Da quanto «non è più [stato] possibile combattere la Rivoluzione con le armi» la lotta «si […] [è fatta] politica e sociale, e battaglia di idee» (11): perciò offro queste considerazioni a chiunque, amante della verità e della giustizia, voglia conoscere il nostro passato, per comprendere meglio il male presente e operare per la costruzione di una società a misura di uomo e secondo il piano di Dio.
Francesco Pappalardo
Note:
(1) Citato in ALFONSO SCIROCCO, Il brigantaggio e l’Unità d’Italia, in Brigantaggio lealismo repressione nel Mezzogiorno. 1860-1870, Macchiaroli, Napoli 1984, p. 17.
(2) SERGIO RICCIO, L’opinione pubblica, ibid., p. 73.
(3) GIUSEPPE GALASSO, Premessa, ibid., p. 14.
(4) Il testo completo del pannello è nel citato catalogo, p. 127.
(5) L’episodio è narrato in CHARLES GARNIER, Giornale dell’assedio di Gaeta, trad. it., Regina, Napoli 1971, p. 80.
(6) Sulla partecipazione dei volontari spagnoli, cfr. ALDO ALBONICO, La mobilitazione legittimista contro il Regno d’Italia: la Spagna e il brigantaggio meridionale postunitario, Giuffré, Milano 1979.
(7) Gli eventi militari in Basilicata sono considerati particolarmente indicativi, perché in essi «si manifestò nettamente la coloritura politica filo-borbonica» della resistenza così il pannello riportato in Brigantaggio lealismo repressione nel Mezzogiorno. 1860-1870, cit., p. 135.
(8) Originale fu l’apporto del francese Le Belley, che poneva l’accento sull’utilizzo politico, da parte degli unitari, della camorra, braccio armato della sovversione cittadina, contro il sano tradizionalismo del mondo contadino: cfr. il pannello corrispondente, ibid., p. 178.
(9) In modo più calcolato si colpirono i «manutengoli», cioè i fiancheggiatori, i quali – contro una diffusa interpretazione classistica – «esistevano non solo tra le masse contadine», ma «se ne annoverano anche tra le famiglie di proprietari terrieri che, fedeli al vecchio regime borbonico, alimentavano clandestinamente il brigantaggio locale» (ibid., p. 208).

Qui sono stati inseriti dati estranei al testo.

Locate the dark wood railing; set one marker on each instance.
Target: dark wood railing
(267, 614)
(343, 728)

(10) Gli insorgenti, «nell’impianto della ripresa – spesso manipolata o costruita ad arte – vengono rappresentati come il male da sconfiggere, una piaga sociale da eliminare» (UGO DI PACE, La fotografia, ibid., p. 53).
(11) GIOVANNI CANTONI, L’Italia tra Rivoluzione e Contro-Rivoluzione, saggio introduttivo a PLINIO CORRÊA DE OLIVEIRA, Rivoluzione e Contro-Rivoluzione, 3ª ed. it. accresciuta, Cristianità, Piacenza, 1977, p. 16.